To reverse this trend, the task force called for the creation of a powerful “super regulator” that would consolidate nuclear oversight into a single authority. According to the report, such a body would streamline approvals, improve long-term planning, coordinate financing structures, and reduce the administrative bottlenecks that currently raise costs and delay timelines.

The recommendations arrive at a time when the UK is attempting to reinvigorate its nuclear strategy, which includes developing small modular reactors, extending the lifespan of existing plants, and attracting private investment into large-scale projects. Without major reform, the report warns, the country risks falling behind global competitors that are already delivering nuclear projects faster and at significantly lower cost.

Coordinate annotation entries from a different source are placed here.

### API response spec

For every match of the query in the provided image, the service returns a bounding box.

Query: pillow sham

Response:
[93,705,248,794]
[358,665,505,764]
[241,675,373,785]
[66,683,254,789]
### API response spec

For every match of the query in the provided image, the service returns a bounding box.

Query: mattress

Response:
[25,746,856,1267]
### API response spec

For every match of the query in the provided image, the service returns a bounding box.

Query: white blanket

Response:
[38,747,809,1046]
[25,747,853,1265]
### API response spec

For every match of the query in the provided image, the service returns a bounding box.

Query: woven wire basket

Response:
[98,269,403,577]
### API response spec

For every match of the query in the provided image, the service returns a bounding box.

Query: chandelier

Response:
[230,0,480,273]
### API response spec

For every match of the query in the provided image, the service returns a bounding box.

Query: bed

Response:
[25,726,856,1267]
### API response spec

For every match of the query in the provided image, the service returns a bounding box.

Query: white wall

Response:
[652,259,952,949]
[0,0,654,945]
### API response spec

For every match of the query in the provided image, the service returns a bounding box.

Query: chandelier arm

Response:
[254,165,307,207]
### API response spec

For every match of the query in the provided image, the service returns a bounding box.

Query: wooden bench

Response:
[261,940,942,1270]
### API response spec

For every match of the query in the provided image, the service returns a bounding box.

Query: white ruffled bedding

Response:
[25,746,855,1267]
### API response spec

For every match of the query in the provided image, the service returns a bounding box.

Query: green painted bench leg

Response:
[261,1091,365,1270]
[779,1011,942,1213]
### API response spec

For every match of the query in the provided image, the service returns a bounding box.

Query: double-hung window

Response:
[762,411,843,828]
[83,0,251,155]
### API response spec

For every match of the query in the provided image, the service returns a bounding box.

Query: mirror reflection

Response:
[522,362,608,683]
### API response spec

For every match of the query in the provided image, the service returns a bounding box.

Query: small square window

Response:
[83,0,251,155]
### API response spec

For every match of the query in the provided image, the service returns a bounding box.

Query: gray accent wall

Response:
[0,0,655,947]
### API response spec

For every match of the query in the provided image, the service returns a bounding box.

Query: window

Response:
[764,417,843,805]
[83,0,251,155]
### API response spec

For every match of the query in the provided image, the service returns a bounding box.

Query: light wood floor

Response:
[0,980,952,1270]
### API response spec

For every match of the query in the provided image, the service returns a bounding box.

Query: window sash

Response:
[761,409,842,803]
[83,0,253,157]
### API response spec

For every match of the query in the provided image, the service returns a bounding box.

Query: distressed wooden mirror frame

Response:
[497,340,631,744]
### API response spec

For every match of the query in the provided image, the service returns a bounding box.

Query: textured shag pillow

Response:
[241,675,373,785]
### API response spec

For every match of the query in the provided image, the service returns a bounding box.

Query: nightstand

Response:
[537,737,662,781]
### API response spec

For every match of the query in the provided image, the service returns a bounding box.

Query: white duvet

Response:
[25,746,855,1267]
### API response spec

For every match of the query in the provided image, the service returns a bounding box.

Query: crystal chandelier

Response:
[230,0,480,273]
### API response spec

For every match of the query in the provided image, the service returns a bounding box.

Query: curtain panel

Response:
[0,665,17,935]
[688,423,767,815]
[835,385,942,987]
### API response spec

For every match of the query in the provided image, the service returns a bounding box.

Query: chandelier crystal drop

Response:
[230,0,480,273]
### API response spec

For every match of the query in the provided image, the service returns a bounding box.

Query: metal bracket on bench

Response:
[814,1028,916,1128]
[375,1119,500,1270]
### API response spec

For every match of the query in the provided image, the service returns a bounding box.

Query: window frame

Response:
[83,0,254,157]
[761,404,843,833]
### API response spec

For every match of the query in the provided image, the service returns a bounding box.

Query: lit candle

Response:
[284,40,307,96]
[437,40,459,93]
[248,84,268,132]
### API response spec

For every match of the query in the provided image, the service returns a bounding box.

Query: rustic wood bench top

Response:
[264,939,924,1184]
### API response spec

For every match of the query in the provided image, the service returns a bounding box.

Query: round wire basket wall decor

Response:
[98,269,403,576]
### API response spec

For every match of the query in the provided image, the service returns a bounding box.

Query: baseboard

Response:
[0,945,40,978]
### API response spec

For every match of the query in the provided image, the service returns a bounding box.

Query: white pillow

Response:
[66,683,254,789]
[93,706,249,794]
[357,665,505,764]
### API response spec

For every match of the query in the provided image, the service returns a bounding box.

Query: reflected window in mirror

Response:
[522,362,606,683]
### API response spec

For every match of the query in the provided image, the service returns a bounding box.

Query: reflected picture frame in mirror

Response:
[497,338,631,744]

Energy analysts say the findings highlight a deeper challenge. Britain’s nuclear sector has suffered from fluctuating political support and uncertainty over financing models, making investors cautious and complicating cost control. Although recent governments have reaffirmed nuclear’s place in the UK’s future energy mix, the industry still lacks the streamlined structure found in countries with decades of consistent investment.

As the government prepares its next steps, business leaders and energy experts say the conclusions should serve as a wake-up call. Britain needs reliable nuclear power to meet its climate targets, stabilise electricity prices, and reduce dependence on gas. But unless the structural barriers identified by the task force are addressed, the country’s nuclear ambitions could remain stalled on paper rather than built in concrete.

At the centre of the debate is a simple question: can the UK make nuclear affordable and deliverable again, or will the world’s costliest environment for construction undermine one of its most important long-term energy goals?